Critic speak is tough, but we've got you covered.
Quote :Loving Animals
I propose that all animals be placed on a subjective continuum based on our connection with them. This affective connection is constituted by stories we tell about them, by our affection for them and theirs for us, and by the various ways their characters inspire us.
We're sticking with narrative here. This is a short quote, but there's a lot going on here. A lot of implicit assumptions to unpack.
Let's start with this "subjective continuum" she talks about—whenever you see or hear the word "continuum" or a related term (scale, ladder, range, etc.) a thought bubble should immediately appear over your head—"Great Chain of Being!"
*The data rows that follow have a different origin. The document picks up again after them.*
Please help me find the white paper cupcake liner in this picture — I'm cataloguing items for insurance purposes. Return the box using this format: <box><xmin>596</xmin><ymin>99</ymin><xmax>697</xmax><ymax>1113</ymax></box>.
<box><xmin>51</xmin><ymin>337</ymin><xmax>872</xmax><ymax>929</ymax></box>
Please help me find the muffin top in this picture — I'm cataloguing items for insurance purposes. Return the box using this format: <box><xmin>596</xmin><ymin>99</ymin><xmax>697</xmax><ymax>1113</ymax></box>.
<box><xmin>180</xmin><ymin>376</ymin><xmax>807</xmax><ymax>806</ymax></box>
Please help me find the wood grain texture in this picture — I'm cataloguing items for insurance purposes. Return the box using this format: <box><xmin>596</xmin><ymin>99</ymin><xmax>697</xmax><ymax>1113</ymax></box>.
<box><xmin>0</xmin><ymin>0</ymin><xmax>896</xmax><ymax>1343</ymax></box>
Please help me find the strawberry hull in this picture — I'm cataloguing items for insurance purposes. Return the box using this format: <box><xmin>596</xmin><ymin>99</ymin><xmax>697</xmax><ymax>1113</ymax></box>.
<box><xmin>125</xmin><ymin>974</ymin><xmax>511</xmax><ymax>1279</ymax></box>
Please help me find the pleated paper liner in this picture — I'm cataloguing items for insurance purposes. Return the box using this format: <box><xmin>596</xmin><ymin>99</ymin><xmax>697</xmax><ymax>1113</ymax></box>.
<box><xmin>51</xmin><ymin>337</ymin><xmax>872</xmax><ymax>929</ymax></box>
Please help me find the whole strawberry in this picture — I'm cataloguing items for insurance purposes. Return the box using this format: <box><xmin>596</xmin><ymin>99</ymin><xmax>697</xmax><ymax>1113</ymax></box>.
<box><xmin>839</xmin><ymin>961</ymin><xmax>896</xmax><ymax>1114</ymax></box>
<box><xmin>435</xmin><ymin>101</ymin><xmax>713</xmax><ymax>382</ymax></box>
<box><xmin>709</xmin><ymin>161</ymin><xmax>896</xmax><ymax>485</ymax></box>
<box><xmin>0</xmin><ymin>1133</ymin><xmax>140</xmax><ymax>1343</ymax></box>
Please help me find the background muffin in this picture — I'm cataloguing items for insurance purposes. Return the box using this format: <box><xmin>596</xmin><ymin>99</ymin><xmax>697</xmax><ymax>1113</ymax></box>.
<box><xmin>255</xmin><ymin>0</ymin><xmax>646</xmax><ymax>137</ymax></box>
That's right, our ancient friend the Great Chain of Being. Remember him? The Great Chain is an ancient but very durable idea that we can rank beings (stones, plants, animals, humans for instance) on a scale. We can place them on a hierarchy: stones at the bottom, Gods at the top. This idea is still very much alive, as we can see with Rudy's "continuum." This is not to discredit her idea—we're always drawing on ideas that the ancients pioneered—but it is helpful to be able to categorize this kind of thinking.
Okay, so what's this scale based on? "Affective connections"—the emotional, sympathetic, and empathetic connections we form with other animals. Okay, sure, we connect more with some critters (dogs) and less with others (cockroaches). But so what?
Rudy goes on to say that we can figure out the degree of connection we have with other animals based on the narratives we tell about them, and the ways their characters inspire us. So, this is pretty interesting—Rudy's idea is that we can make sense of human-animal relations in the real world much the like the way that we read and understand narratives and characters in novels.